As this site from UCLA’s Department of Radiation Oncology explains, brachytherapy allows doctors to irradiate the breast “from the inside out,” unlike the traditional method of applying radiation to the entire breast with an external beam. But is it actually better for patients?
The best way to answer this question is to conduct a clinical trial in which some women get brachytherapy following lumpectomy and others get whole breast radiation, then tracking both groups for several years to see which fares better. One such trial – sponsored by the National Cancer Institute – is underway, but researchers won’t be done enrolling patients until later this year, and final results are still years away.

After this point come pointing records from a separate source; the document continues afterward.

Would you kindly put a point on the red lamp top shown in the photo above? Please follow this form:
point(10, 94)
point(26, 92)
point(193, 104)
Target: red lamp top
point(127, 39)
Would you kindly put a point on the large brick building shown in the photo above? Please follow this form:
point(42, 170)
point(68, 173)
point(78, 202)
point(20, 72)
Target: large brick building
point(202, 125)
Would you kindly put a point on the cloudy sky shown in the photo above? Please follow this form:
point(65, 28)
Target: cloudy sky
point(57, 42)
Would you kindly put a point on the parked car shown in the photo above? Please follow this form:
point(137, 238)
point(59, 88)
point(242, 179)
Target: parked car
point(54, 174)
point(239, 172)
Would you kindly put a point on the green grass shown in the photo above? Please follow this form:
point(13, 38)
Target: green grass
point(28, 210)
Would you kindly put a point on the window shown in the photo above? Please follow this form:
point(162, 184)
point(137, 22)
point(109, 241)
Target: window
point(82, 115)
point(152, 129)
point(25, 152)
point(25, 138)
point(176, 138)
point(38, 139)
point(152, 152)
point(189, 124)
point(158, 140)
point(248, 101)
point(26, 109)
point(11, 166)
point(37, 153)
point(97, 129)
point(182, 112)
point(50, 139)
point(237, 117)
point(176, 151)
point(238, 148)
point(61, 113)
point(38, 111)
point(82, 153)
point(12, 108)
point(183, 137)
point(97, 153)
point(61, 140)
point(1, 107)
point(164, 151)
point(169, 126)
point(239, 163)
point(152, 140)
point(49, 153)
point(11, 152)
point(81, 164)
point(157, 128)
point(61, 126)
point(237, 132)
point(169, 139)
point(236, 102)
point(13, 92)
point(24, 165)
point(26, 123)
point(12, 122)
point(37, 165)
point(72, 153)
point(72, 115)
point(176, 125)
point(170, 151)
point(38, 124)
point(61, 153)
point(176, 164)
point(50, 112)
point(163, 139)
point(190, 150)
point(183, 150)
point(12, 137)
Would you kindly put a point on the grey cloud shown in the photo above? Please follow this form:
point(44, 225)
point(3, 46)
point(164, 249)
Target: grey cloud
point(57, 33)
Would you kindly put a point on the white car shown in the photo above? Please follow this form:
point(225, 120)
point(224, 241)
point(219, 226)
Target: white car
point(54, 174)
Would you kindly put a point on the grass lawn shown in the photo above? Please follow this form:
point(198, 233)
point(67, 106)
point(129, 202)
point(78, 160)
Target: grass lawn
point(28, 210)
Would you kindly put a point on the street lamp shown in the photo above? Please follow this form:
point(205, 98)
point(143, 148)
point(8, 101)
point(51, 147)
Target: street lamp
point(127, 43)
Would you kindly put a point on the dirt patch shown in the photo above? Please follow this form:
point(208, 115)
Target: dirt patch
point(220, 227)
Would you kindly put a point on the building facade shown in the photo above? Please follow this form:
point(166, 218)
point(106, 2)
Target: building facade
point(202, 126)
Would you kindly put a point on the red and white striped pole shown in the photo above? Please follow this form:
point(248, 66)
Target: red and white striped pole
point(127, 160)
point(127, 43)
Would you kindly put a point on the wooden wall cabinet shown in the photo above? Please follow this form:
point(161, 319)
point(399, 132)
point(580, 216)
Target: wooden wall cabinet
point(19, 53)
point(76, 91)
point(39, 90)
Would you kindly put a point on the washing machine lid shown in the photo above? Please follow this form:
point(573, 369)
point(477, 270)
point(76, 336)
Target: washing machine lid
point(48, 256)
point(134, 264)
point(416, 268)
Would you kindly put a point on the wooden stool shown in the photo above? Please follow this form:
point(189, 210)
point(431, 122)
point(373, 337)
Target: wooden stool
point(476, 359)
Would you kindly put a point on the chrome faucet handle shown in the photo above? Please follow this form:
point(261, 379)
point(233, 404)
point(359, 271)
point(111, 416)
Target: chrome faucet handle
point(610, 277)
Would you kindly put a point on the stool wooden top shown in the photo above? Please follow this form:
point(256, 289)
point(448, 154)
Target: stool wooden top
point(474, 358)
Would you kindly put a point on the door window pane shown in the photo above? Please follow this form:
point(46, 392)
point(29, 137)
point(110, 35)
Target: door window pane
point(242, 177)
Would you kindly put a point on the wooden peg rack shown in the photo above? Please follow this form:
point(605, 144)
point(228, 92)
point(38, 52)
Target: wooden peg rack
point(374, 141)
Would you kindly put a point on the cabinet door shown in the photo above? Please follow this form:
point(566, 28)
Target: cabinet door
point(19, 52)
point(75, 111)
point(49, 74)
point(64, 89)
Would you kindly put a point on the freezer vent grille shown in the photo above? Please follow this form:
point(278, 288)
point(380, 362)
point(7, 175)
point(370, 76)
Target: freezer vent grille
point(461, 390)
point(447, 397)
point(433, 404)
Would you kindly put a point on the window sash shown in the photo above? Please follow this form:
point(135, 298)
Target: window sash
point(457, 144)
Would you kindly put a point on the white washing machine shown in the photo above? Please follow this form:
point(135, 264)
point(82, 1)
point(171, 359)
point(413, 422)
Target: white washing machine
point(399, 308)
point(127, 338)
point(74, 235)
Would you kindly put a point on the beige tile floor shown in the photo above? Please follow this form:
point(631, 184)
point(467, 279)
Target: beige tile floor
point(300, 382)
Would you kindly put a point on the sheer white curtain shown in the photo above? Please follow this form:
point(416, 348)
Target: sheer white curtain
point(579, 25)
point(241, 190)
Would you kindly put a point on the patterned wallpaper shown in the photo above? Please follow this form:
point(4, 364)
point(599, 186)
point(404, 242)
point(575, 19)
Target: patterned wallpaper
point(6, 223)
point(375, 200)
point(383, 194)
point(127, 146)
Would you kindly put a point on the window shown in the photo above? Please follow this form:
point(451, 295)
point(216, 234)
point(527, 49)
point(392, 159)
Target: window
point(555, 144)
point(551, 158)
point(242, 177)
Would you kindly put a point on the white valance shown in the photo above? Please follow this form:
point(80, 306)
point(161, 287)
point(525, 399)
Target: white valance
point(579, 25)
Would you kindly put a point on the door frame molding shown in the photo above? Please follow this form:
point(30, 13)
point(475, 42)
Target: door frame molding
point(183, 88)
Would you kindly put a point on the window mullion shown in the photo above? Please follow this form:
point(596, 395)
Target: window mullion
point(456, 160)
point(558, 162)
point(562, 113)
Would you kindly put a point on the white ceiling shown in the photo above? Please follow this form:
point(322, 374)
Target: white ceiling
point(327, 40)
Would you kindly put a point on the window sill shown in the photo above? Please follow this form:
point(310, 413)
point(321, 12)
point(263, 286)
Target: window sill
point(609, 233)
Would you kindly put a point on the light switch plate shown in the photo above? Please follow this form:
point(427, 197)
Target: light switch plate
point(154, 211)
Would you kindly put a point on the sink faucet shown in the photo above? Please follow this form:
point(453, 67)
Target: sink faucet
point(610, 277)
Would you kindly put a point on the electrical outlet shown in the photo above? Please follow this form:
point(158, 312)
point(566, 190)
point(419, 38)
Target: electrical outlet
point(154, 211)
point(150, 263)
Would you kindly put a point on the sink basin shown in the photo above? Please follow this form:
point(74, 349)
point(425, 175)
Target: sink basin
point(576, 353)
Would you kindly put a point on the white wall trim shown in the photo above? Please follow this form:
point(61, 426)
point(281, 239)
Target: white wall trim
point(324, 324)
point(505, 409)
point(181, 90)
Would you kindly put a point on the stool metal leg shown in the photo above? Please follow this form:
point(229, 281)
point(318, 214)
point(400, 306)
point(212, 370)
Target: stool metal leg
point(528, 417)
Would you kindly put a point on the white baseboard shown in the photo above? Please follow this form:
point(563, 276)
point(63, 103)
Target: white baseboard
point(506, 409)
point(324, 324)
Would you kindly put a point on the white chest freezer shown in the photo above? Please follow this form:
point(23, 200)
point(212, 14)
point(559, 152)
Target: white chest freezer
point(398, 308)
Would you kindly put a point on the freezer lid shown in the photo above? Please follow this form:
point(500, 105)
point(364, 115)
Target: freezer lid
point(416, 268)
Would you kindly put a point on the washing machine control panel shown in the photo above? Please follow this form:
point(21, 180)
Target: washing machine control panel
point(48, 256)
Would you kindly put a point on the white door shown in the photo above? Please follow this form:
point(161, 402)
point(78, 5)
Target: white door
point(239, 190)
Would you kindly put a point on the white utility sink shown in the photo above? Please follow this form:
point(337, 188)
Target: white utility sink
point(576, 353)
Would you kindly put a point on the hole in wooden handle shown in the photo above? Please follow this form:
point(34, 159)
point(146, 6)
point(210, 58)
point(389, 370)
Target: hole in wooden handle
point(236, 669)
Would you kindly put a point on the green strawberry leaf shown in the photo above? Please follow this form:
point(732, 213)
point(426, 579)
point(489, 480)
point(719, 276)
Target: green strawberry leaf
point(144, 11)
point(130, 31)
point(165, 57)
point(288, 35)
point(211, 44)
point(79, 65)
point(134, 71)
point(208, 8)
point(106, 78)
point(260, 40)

In the meantime, a group of researchers from the University of Texas M.D. Anderson Cancer Center in Houston and the University of Chicago decided to compare women who had already selected one option or the other and see how they stacked up against each other. Their surprising results will be published in Wednesday’s edition of the Journal of the American Medical Assn.
The researcher team used data compiled by Medicare, so their patient population was large – 92,735 women treated for breast cancer between 2003 and 2007. The average age for these women was nearly 75, and they were tracked for an average of about three years after they began their radiation therapy.
One thing the numbers clearly showed was the growing appeal of brachytherapy. In 2003, only 3.5% of women on Medicare opted for this treatment, but by 2007 that figure had risen to 12.5%, according to the study.
Some of them may have regretted that decision. In the five years after brachytherapy, 3.95% of these women went on to have a mastectomy, compared with only 2.18% of women who opted for whole breast radiation. After controlling for various demographic and other factors, the researchers still found that women who had brachytherapy were 2.19 times more likely to have their breast removed.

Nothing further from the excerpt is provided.